No terceiro dia: os moleques agiram do mesmo modo, desengatando o comboio e foi a mesma confusão. Na quarta e última noite, o povo veio trazê‑los. Eles entraram, assentaram-se. A máquina apitou, o povo aplaudiu, mas... o trem saiu em silêncio, os músicos não tocaram!
A
Aos sessenta e cinco anos, fizeram uma grande festa, onde o senhor Franck batizou-se na igreja católica, e naturalizou-se brasileiro. Com isto, a coroa inglesa suspendeu a gorda mesada que lhe dava. Ficou muito doente. Indo ao médico, recebeu a recomendação de andar todos os dias. Nessa caminhada, o seu filho de treze anos sempre o acompanhava. Certo dia, não queria sair, mas a esposa insistiu, pois era para o seu próprio bem.
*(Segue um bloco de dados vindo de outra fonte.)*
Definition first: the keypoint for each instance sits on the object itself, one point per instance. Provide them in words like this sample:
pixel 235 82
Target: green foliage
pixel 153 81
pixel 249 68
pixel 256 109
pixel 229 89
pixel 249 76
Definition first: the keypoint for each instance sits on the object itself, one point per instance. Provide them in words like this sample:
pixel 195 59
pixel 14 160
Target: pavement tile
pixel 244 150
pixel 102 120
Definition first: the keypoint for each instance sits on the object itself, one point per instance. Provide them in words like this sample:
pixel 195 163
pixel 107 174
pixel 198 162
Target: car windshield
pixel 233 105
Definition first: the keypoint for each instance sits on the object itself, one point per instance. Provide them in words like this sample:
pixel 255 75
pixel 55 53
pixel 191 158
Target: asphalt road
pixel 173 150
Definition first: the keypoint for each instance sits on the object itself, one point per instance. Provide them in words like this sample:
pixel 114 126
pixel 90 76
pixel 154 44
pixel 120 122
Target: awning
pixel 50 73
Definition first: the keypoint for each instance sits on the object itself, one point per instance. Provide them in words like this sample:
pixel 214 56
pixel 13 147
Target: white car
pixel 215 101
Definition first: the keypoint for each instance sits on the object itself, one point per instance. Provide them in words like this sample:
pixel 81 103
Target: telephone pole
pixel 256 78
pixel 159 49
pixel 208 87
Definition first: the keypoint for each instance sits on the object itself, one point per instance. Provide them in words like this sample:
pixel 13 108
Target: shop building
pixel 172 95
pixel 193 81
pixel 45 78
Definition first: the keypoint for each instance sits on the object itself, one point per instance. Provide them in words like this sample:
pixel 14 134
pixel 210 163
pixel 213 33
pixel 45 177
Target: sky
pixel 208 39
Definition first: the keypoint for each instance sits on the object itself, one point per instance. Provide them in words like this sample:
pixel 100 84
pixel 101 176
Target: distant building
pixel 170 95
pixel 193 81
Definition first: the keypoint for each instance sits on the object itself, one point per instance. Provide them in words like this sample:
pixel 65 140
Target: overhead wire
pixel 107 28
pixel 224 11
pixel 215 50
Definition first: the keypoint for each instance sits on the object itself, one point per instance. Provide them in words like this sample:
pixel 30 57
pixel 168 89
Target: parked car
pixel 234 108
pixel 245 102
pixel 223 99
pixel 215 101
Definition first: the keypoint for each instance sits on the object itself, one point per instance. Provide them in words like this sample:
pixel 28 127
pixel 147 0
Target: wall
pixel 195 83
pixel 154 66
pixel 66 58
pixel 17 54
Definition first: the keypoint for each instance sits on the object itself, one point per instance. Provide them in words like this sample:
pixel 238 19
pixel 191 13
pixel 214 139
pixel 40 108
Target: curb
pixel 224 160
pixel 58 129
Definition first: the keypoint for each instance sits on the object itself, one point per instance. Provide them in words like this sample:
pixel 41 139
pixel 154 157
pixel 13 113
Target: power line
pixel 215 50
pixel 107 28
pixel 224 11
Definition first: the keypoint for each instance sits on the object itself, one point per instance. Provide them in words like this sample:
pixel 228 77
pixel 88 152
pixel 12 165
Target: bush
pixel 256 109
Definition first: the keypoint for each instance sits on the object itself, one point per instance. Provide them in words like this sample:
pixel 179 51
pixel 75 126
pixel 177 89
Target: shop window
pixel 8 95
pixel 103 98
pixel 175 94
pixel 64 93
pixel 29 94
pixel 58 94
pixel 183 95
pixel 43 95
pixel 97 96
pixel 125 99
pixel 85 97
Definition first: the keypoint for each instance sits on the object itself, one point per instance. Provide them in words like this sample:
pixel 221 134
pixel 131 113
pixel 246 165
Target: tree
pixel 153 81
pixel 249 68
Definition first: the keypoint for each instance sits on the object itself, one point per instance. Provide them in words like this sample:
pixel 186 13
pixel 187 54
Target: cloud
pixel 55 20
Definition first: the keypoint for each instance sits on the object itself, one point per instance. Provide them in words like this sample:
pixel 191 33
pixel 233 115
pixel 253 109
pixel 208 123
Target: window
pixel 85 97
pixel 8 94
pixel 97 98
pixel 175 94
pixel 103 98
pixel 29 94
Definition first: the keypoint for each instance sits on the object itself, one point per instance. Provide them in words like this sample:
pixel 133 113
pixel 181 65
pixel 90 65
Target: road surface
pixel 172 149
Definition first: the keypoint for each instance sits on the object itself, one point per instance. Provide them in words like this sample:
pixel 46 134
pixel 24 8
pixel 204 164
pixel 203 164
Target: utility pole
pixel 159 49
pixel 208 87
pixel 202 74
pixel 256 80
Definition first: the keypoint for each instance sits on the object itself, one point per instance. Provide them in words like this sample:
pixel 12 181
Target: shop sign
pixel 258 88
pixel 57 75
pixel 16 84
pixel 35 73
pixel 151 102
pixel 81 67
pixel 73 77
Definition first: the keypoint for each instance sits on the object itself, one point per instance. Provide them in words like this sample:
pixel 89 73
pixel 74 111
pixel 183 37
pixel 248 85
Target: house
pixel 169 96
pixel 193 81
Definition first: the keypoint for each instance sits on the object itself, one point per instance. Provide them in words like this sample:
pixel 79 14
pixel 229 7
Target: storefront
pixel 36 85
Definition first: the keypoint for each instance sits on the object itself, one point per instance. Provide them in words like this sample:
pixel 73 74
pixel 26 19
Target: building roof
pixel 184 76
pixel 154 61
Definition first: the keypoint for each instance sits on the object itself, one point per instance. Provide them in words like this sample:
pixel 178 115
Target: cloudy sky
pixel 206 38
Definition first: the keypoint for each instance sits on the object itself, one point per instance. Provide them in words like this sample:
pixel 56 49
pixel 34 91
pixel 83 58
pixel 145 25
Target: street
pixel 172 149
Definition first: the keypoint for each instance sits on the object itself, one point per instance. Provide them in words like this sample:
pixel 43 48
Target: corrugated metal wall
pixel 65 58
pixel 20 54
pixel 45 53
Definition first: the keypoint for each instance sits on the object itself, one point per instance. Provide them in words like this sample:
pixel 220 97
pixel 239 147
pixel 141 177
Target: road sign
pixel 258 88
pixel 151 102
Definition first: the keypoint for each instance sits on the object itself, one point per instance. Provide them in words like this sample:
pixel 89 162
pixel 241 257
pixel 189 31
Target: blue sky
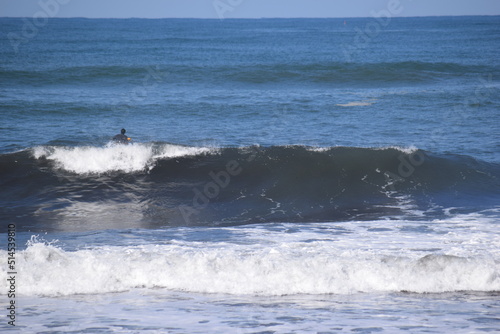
pixel 244 8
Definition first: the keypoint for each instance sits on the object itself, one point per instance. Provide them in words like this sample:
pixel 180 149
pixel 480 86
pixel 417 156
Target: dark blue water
pixel 280 171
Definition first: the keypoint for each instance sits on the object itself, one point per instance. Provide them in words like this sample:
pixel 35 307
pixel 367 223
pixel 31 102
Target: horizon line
pixel 244 18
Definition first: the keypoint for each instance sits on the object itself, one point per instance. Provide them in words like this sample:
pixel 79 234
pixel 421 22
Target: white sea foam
pixel 283 269
pixel 124 158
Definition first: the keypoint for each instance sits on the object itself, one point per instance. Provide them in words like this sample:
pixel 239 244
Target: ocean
pixel 283 175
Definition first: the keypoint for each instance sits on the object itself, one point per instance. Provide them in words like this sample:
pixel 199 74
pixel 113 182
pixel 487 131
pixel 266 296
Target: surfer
pixel 121 138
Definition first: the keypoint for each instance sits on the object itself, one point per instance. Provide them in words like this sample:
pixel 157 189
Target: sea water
pixel 284 176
Quando chegou na porta, em vez de sair, virou-se para dentro de casa, mas, Dona Alexandrina, com todo carinho, virou-o de novo em direção da rua. Quando ele pôs o pé na calçada, caiu morto. Luiz gritou, e, quando acudiram, saiu dando pulos altos pela rua, sem saber porque, estava fazendo aquilo.
A
Com apenas treze anos, Luiz, com a morte do pai, foi obrigado a enfrentar a vida, para ajudar à mãe. Arranjou um emprego como contínuo em uma firma, e lá sofreu muita desigualdade, sendo muito perseguido por todos os funcionários, mesmo os de menor importância. Lá, ele tinha como obrigação: lavar as privadas, varrer, e fazer entrega de documentos, cartas, etc.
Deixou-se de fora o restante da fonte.